Different places, different screenings. At the 10th edition of the Mumbai Film Festival held recently, the crowd was split between what locals call ‘Town’ (the other side of the Bandra-Worli sea link) and the hub of the film industry in Mumbai, Versova. Whichever side you picked, it meant losing out on one half of the crowd and the films. The adventurous few, such as Sudhish Kamath, decided to have the best of both worlds, after carefully picking the films and still ended up missing a few good ones. Here’s a glimpse of films you must look out for
1. The Great Beauty (La Grande Belleza)
This Paulo Sorrentino film is an instant classic, full of quotable quotes and spectacular cinematography. One of the best films you will see all your life, this is one hell of a trip into the mind of a writer facing an existential crisis after his 65th birthday. The ‘meaning of life’ films usually run the risk of being pretentious but this one turns the genre on its head and delivers a fully accessible film that will make you laugh and think. It’s bizarre, quirky, whimsical and the most profound film about ‘nothing’. Because that’s the only meaning of life.
2. Before Midnight
Richard Linklater’s third chapter after Before Sunrise and Before Sunset, is one of the rare films to actually better the first two. Set nine years after Before Sunset (which was set nine years after Before Sunrise), this is a perfect contrast to the first film as the action goes indoor and the exploration turns internal. Jesse and Celine are no longer interested in the sights and sounds of an exotic city and much of the conversation this time happens in personal space because it’s a lot more intimate than the first few films. Get ready to have your heart broken. Almost.
3. Inside Llewyn Davis
The Coens are back and how. While musicals usually chronicle the rise and fall of a band or the life and times of an artiste, this one chooses to dwell on the life of a struggling musician and gives us a glimpse of his life over the course of just one week but in a way that it rips your heart out and puts it back, without ever getting melodramatic. Yes, struggle without resorting to theatrics or drama. This is a sublime film, a masterclass on keeping it real even in a genre that gives you every license to sing and dance.
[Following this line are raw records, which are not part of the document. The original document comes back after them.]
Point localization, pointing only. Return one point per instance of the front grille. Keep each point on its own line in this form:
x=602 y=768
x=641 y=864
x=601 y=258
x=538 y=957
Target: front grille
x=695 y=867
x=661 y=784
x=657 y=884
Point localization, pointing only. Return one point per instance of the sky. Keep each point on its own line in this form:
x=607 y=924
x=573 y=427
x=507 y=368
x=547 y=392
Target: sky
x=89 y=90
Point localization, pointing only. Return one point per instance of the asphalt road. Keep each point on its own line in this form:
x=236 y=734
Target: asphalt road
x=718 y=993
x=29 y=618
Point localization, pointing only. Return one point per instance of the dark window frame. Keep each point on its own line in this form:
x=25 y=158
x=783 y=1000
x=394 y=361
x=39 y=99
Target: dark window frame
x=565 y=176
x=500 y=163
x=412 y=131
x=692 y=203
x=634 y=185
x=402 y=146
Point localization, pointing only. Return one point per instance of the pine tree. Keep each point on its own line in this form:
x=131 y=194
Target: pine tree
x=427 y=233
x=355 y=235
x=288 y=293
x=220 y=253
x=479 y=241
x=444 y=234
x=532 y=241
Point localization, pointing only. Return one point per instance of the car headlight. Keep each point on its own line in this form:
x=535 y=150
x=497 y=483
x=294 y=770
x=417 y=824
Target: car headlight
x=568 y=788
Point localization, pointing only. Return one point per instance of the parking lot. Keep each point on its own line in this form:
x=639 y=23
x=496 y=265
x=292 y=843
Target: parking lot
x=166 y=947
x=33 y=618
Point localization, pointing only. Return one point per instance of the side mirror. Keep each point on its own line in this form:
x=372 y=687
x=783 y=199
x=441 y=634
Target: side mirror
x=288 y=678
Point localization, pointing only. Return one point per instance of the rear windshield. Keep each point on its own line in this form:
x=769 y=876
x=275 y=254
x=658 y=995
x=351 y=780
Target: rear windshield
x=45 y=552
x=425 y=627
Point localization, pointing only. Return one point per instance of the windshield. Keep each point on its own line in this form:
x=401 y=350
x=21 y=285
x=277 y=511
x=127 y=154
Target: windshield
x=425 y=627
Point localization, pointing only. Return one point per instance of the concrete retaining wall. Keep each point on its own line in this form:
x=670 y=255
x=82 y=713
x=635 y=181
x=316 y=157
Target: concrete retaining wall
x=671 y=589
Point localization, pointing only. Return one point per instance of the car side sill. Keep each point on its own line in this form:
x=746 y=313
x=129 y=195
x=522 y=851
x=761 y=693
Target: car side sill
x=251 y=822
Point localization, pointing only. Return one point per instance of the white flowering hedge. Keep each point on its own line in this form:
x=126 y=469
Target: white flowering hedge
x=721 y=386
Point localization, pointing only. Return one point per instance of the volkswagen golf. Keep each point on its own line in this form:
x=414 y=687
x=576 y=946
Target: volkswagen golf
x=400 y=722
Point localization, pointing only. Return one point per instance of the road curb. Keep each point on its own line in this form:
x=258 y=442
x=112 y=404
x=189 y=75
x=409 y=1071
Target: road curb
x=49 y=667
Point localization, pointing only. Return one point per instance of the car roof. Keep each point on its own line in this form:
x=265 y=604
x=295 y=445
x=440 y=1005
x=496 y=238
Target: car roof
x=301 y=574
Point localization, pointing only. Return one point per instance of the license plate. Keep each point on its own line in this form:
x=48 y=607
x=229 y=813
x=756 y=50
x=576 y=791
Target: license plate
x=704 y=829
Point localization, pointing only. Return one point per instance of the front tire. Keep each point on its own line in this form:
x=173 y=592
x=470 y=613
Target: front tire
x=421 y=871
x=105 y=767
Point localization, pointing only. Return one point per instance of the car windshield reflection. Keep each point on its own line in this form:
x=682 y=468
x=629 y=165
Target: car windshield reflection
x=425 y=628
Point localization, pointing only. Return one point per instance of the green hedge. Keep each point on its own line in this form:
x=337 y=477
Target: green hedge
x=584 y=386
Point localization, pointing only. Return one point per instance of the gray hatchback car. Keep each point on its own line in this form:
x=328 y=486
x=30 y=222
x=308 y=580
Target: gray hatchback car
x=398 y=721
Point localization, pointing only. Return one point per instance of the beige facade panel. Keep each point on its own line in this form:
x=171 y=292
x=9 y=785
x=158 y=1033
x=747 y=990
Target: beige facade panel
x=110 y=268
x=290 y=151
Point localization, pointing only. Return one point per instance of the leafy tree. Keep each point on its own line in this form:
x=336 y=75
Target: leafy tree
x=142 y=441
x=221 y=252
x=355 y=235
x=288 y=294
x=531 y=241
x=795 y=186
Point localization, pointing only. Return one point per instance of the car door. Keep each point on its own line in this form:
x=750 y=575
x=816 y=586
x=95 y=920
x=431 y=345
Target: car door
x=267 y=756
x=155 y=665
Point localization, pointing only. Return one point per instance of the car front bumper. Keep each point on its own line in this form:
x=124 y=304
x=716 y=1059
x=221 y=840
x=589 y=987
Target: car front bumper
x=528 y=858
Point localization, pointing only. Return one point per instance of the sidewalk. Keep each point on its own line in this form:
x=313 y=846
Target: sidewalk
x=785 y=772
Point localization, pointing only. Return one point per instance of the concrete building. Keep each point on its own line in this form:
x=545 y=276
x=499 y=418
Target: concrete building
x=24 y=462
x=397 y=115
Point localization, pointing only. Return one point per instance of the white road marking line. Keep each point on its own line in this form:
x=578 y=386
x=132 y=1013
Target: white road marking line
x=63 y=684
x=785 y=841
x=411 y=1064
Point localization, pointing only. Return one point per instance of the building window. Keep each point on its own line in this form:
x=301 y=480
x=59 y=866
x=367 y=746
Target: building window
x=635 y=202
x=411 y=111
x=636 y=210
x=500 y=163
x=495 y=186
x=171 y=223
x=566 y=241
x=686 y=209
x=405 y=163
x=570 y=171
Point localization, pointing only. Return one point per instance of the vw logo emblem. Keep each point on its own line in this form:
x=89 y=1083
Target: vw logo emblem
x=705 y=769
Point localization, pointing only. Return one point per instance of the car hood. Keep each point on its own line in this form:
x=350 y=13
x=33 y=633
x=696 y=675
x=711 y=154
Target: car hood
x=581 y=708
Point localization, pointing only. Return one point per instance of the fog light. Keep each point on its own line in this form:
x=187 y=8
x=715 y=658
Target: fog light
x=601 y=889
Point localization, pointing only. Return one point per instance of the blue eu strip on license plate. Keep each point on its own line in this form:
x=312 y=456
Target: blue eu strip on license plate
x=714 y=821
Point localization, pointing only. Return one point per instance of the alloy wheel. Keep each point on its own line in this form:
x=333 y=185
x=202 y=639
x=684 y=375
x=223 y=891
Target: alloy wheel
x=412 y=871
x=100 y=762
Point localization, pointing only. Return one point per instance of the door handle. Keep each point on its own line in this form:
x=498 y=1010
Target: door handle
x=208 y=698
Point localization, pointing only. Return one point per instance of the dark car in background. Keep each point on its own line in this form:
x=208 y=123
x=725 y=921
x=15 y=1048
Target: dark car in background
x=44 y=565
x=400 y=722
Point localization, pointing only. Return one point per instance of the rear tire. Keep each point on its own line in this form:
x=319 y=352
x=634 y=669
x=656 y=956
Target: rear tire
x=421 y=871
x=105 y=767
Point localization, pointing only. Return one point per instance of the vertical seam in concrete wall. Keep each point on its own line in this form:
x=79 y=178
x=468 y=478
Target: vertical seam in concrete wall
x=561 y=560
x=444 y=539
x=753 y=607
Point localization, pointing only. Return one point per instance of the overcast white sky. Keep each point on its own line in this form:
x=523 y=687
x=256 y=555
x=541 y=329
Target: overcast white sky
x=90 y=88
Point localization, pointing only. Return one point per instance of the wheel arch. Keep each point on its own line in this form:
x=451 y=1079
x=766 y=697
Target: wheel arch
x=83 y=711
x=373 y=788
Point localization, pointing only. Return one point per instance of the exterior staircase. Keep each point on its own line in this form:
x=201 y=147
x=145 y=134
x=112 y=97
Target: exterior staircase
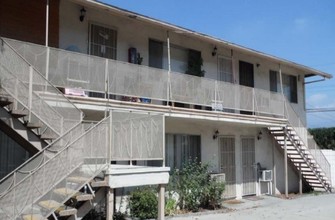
x=303 y=151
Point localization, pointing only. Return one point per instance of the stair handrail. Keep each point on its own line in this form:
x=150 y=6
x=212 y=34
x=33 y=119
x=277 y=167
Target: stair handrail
x=304 y=136
x=42 y=153
x=44 y=190
x=36 y=114
x=3 y=43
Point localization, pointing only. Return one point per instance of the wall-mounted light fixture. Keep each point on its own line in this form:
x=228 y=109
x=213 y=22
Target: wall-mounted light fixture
x=82 y=14
x=215 y=135
x=215 y=50
x=259 y=136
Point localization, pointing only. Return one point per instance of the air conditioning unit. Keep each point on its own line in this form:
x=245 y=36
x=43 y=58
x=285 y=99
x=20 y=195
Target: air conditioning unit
x=266 y=175
x=219 y=177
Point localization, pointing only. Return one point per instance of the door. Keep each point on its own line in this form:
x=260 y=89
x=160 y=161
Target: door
x=248 y=166
x=246 y=74
x=227 y=164
x=156 y=54
x=103 y=41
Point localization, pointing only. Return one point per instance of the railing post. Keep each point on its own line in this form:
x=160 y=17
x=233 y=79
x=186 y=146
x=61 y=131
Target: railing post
x=215 y=95
x=131 y=142
x=253 y=101
x=164 y=161
x=285 y=162
x=31 y=70
x=109 y=136
x=106 y=86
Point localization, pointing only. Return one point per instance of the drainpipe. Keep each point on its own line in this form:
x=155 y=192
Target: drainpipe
x=47 y=25
x=169 y=68
x=47 y=43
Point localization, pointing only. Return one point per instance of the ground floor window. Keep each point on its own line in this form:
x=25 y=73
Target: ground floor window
x=180 y=148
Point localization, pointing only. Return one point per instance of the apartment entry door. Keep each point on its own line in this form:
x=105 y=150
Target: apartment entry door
x=228 y=165
x=249 y=175
x=246 y=74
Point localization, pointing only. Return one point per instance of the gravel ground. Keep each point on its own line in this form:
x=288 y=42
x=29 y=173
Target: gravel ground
x=311 y=206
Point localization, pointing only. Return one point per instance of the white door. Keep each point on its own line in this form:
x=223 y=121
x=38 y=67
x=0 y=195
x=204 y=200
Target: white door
x=227 y=164
x=248 y=166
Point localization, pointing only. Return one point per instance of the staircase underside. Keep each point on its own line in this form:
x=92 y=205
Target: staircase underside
x=301 y=157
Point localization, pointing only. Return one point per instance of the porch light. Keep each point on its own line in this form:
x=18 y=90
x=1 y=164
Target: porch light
x=82 y=14
x=215 y=49
x=259 y=136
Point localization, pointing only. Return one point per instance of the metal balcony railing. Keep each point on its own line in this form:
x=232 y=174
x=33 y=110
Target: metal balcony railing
x=44 y=103
x=121 y=136
x=90 y=73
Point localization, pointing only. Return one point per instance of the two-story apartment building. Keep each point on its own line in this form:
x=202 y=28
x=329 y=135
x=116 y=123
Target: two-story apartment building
x=240 y=110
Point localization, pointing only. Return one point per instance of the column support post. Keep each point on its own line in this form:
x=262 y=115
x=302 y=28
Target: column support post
x=161 y=201
x=285 y=163
x=110 y=204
4. Blue Is The Warmest Colour (La Vie D’Adele)
This controversial film by Abdellatif Kechiche contains explicit lesbian sex scenes that don’t seem to end. While the merit of the length of these scenes can be debated, there is no denying that this is a coming-of-age film like none other because of the way it captures heartbreak, blow by blow, tear by tear. Despite its almost three-hour length, this is an absolutely riveting film that explores same-sex relationships without really making a big deal about the angst of acceptance from society. On the contrary, the only angst here is of heartbreak and that makes this is a significantly inclusive film.
5. The Past (Le Passe)
Asghar Farhadi’s follow up to A Separation is almost a sequel of sorts, thematically... at least, in the way it uncovers truth, layer by layer. Farhadi knows what makes relationships tick and this is yet another exposition of the nuts and bolts of the mechanisms of how things fall apart between people. From the innovative opening credits to one of the finest last shots ever, this is a fascinating film about holding on to the undead past.
6. All Is Lost
J.C. Chandor’s largely dialogue-less film (in fact, barring a couple of brief monologues, the film has no lines) given that it is one-man show. The story and adventure of a man adrift in the Indian Ocean without even a tiger for company. And that means Robert Redford’s performance, every bit Oscar-worthy, is the film. This is a masterclass for actors.
7. Mood Indigo (L’Ecume Des Jours)
Michel Gondry’s latest act of whimsy tries to tell us that form is content as it takes the usual boy-meets-girl story and makes it all about the treatment as he slowly turns tone from saturated colours to black-and-white in the course of the film even without you realising it. It maybe argued that this robs the film of a little soul as style prevails, but if you are a Gondry fan, every detail of quirk is a delight to watch.
8. Short Term 12
This little gem of an indie directed by Destin Cretton was the surprise of the festival as Brie Larson won over audiences with her role of a supervisor of a foster care centre for vulnerable minors, battling her own demons as she comes to terms with her pregnancy. With extremely well-written feel-good anecdotes bookending this coming-of-age film, this is a film that you will love for its ability to make you smile, and so often despite its inherent drama.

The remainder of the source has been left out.